Another factor which has further tainted the franchise are the allegations of sexual harassment against Brett Ratner, the film’s director. Now that the Ratner allegations have come to light, I cannot help but watch the first Rush Hour with an even more scrutinising gaze. My knowledge of Ratner’s appalling behaviour seeped into my viewing of the film and altered my perception of the story: almost every interaction Lee or Carter had with a female character became sleazy; every moment of flirtation became salacious. Every time a woman entered the scene, I instantly wondered about her experience on the set. Was Ratner believing inappropriately towards her as well? Was she forced to do something against her will just to get this part? The fact that one of Rattner’s main accuser, Olivia Munn, is an actress of Asian descent has only rubbed more salt in the wound. Did the male actors – specifically Jackie and Chris Tucker – know of Ratner’s behaviour? Were they enabling it by turning a blind eye? Once more standing in the corner with their hands behind their backs as their director preyed on his victims?

And so we return again to that age-old question: how do we separate the art from the artist? Is the separation even necessary? Especially with someone like Jackie Chan, whose art and self are so irrevocably linked yet irrevocably not? You get the sense that Jackie’s characters are such a muddled blend of who he is, who he wants to be, who he wants the Chinese to be, who he wants the Western world to think the Chinese are, it is impossible to tell one fragmented part from another. All that’s left for us, his fellow Asians, is to choose which version of him we want to embrace and champion, if at all. This seems to be all he has allowed us to do.

I re-watched Rush Hour as an adult with an attempt to recapture the magic of my youth, knowing full well that the experience could never be replicated. Did I still laugh at many of the jokes? Yes, I did. Of course I did. It was almost like my body was programmed to laugh at them. They are still, at least to me, genuinely funny. (Do you understand the words that are coming out of my mouth? This won’t work, I’m not 6’1’’! My daddy once caught a bullet with his bare hand etc.) But it was a bittersweet experience. When you strip away a child’s innocence and her sense of wonderment, what is left?

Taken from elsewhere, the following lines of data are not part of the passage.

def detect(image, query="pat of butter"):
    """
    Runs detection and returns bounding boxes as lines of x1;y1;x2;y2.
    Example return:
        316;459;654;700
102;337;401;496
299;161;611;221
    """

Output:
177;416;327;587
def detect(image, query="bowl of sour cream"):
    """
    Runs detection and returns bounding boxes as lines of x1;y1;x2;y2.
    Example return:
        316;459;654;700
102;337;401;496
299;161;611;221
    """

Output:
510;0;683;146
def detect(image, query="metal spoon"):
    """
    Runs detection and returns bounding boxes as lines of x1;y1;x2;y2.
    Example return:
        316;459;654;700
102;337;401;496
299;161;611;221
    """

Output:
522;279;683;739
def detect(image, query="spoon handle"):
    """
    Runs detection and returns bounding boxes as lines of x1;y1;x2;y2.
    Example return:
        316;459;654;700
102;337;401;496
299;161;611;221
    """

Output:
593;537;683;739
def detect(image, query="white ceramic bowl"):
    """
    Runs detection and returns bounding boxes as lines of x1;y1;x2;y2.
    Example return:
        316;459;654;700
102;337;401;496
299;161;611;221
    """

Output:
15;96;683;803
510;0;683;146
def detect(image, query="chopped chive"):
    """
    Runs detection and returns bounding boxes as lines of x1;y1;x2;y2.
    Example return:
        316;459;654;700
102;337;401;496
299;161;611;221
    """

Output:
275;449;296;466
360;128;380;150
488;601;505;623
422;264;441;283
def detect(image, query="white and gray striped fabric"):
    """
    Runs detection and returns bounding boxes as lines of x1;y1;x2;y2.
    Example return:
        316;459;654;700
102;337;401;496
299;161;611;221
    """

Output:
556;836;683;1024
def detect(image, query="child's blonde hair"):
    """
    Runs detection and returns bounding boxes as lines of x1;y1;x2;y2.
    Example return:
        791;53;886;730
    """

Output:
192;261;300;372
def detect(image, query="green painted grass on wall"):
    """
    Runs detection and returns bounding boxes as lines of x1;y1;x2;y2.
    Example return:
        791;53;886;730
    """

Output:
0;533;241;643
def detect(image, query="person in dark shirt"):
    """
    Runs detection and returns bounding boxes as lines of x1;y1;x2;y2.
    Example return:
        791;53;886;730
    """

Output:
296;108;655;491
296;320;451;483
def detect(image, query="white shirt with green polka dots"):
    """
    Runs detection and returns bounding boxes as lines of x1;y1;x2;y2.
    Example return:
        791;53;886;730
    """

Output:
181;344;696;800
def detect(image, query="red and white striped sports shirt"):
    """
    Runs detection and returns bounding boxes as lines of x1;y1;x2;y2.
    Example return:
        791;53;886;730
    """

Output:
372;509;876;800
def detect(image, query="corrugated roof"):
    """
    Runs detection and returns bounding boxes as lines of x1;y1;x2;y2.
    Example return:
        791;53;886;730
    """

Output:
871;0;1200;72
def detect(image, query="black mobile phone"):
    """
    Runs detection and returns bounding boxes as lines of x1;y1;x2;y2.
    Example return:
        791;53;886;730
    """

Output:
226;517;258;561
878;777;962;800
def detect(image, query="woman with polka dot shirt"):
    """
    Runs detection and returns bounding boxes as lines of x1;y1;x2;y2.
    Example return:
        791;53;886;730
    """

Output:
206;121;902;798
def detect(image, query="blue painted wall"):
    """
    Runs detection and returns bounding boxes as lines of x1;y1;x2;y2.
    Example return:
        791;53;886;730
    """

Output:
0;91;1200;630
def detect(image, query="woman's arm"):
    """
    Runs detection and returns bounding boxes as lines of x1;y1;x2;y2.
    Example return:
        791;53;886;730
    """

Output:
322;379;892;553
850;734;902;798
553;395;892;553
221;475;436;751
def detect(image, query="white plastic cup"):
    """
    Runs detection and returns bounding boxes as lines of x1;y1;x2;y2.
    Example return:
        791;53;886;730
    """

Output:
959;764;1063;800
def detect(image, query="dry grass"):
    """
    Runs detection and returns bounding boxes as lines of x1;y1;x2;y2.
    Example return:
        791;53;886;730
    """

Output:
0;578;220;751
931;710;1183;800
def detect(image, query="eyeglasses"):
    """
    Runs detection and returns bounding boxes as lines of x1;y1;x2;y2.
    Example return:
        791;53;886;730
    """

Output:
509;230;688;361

I will never forget the larger-than-life experience of seeing Jackie Chan both on screen and in person for the very first time. But like many other impactful men and women, his legacy is complicated and riddled with contradictions. He is a transcendent international star, yet a staunch nationalist; a pioneer in his field, yet a traditionalist and a product of his time. I cannot divorce Rush Hour from the crimes of its director nor can I divorce it from the memory of laughing and watching it with my family when I was little. Both things are too deeply entwined for me: the impact of the film on my life and what the film has grown to represent. Looking back on the experience is not as clear-cut as simply looking back on something that only happened to me but rather something that is a part who I’ve become.

It is, I suppose, rather like looking back on the very first time you were in love. Thoughtlessly and naively in love. You are glad you were in love, but you cannot help but cringe at the person you were and would do anything not to be that person again. You appreciate the experience. You cherish its intricacies, learn from them and carry parts of them with you. But ultimately you must move on. You shed the skin of who you were and you move on.